There’s this bottle of cranberry juice sitting in the pantry for quite some time. You build up the courage and check the date on the label. And it turns out it’s not some ancient juice. Actually, it’s only a few weeks past that date. Does cranberry juice go bad?
Or maybe you left a half-open carton of cranberry juice in the fridge a few days ago, and now you wonder if it’s still safe to drink.
Questions regarding storage, shelf life, and going bad of juices are posted online time and time again. In this article, we go through the most popular ones related to cranberry juice.
If you’re interested in learning more about this antioxidant-rich juice, read on.
How To Store Cranberry Juice
Cranberry juice comes in two variants.
The most popular one is the one sold unrefrigerated, usually in a bottle or carton. Almost always it’s mixed with other juices to make the flavor more pleasant.
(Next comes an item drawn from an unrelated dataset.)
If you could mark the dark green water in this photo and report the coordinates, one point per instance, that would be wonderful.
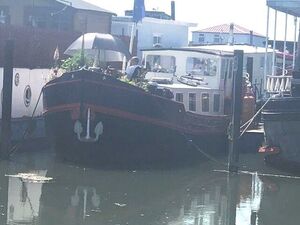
(193, 194)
For it, as long as the container stays unopened, you should store it in a cool and dark place, away from light and sources of heat. A cabinet in the pantry is the best option.
Once you open the juice, transfer the container to the fridge. And always remember to seal it tightly before putting it into storage.
The second option is the cranberry juice sold refrigerated. This one, as you’ve probably guessed, needs refrigeration. As usual, make sure it’s sealed when not in use.
The same rules apply when storing other fruit juices, like apple juice, OJ, or tomato juice.
Can You Freeze Cranberry Juice?
If you’ve opened the carton or bottle and won’t be able to use all of the juice before it goes bad, freezing is an option.
While the quality of the juice can be compromised after thawing, it usually works well in drinks or when added to water as flavoring.
For both purposes, the way you should freeze the juice is by using an ice cube tray.
Freezing the whole bottle or carton isn’t a good idea. The expanding liquid will likely damage the container, and that might result in a disaster in your freezer.
How Long Does Cranberry Juice Last?
Once again, let’s start with the variety that’s sold unrefrigerated.
It usually comes with a best-by date on the label. Since the juice is pasteurized and tightly sealed, it can easily last a few months more. The juice will likely stay safe to drink, but the quality will degrade gradually.
That means that cranberry juice that’s 10 months past the date on the label will likely taste okay at best and terrible at worst. Once you open the bottle, you should drink the juice or freeze it within 7 to 10 days.
The story is quite different when it comes to cranberry juice sold in the refrigerated section.
It also comes with a date on the package, but it’s a use-by date, that’s more strict than the best-by date. That means the juice will likely stay okay for a few days past that date, but that’s about it.
Once you open the container, like with the unrefrigerated variation, it lasts 7 to 10 days give or take.
If you juice cranberries on your own, drink the juice within 1 – 2 days.
|Cranberry juice sold unrefrigerated (unopened)||Best by + 3 – 6 months|
|Cranberry juice sold unrefrigerated (opened)||7 – 10 days|
|Cranberry juice sold refrigerated (unopened)||Use-by + 3 – 5 days|
|Cranberry juice sold refrigerated (opened)||7 days|
Please note that the periods above are estimates and for best quality.
How To Tell If Cranberry Juice Is Bad?
Like with other juices, the typical signs of it going bad are a sour smell, change of color, and altered taste. Of course, if you find anything else wrong with the juice, just toss it out.
People are pretty good at spotting food that’s unsafe to eat, so follow your gut in that regard.
If everything about the juice seems to be fine, and it doesn’t sit in storage for too long, taste the juice. If it tastes okay, feel free to continue using it.
Otherwise, for example, if it starts to taste sour or wine-like, toss it out. Same thing if the taste doesn’t hit the spot anymore. No point in drinking juice that’s unpalatable.